Standing with a group of pastors, chatting and fellowshipping and shooting the (sacred) bull, someone came out with this:
“I told him I’m the pastor of the church, that God sent me here as the overseer, and if he doesn’t like it, he can find another church.”
That brought nods of approval, even from a couple who knew they would never have the gumption to say such a thing. Even if they feel it.
But that pastor is wrong.
Dead wrong.
If anyone on earth had the right to pull rank on other people, it was our Lord Himself.
Yet, He never did.
Now, God the Father didn’t seem to mind doing it. Throughout the Old Testament the Almighty give commands and instructions to His people, then frequently added reminders that “I am the Lord!” The idea being that “I have a right to say this, I have the authority to back it up, and you disobey at your own peril.”
Take the fascinating 19th chapter of Leviticus, the source of our Lord’s favorite “second greatest commandment” about loving your neighbor as yourself.
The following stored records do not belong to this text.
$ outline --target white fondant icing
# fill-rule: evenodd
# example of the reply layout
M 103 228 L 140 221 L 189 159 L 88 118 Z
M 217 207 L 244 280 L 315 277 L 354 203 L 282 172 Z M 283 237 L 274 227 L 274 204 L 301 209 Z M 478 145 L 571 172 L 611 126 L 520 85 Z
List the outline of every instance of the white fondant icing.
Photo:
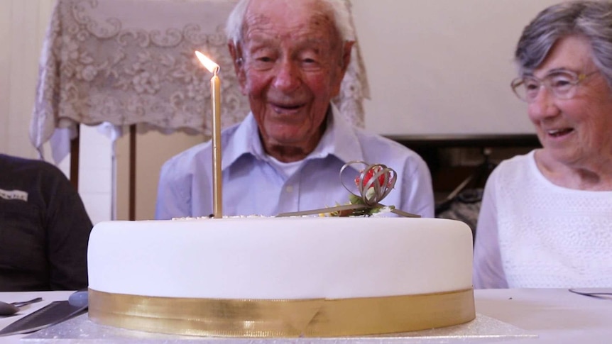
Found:
M 337 299 L 472 285 L 471 232 L 439 218 L 108 221 L 87 255 L 89 288 L 134 295 Z

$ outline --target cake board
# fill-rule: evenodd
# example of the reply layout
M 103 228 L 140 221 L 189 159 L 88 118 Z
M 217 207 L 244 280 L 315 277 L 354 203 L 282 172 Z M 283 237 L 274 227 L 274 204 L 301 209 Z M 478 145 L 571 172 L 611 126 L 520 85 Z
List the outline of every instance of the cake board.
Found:
M 275 344 L 279 342 L 295 344 L 452 344 L 495 343 L 524 338 L 537 338 L 537 335 L 478 314 L 472 321 L 442 328 L 381 335 L 297 338 L 237 338 L 153 333 L 98 325 L 91 321 L 87 314 L 82 314 L 23 337 L 21 341 L 41 344 L 187 344 L 196 342 L 210 344 Z

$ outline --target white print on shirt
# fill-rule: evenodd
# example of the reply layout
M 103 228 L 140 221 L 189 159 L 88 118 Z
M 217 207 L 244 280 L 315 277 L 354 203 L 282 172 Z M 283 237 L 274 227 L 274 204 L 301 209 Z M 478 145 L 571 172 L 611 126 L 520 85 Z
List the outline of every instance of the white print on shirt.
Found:
M 18 199 L 24 202 L 28 201 L 28 193 L 21 190 L 9 191 L 0 189 L 0 197 L 4 199 Z

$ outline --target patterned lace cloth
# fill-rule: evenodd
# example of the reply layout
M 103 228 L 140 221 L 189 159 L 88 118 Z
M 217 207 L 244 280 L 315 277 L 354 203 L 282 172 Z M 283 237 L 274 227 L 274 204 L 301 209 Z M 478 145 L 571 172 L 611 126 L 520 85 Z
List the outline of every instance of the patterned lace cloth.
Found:
M 41 151 L 58 128 L 74 137 L 78 123 L 107 123 L 115 129 L 138 123 L 141 131 L 209 135 L 212 75 L 197 61 L 196 50 L 221 66 L 222 126 L 241 121 L 248 103 L 240 92 L 224 33 L 236 2 L 58 0 L 40 58 L 33 145 Z M 350 9 L 348 1 L 346 5 Z M 362 101 L 368 96 L 356 44 L 334 103 L 351 123 L 363 126 Z

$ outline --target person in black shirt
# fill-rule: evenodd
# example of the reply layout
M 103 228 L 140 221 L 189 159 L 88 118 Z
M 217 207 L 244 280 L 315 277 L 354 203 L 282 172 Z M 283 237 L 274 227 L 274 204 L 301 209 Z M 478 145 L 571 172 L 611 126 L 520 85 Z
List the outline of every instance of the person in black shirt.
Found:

That chapter, thirty-seven verses long, contains numerous commands about treatment of foreigners, the poor, the vulnerable. Throughout, sixteen times we find God saying “I am the Lord.”
But the Lord Jesus did not pull rank on people.
When the religious big-shots grew rebellious over His abuse of the Sabbath as they saw it, Jesus reasoned with them: “Is it lawful to do good on the Sabbath? to save a life? or to destroy it?” (Luke 6:9) Make them think.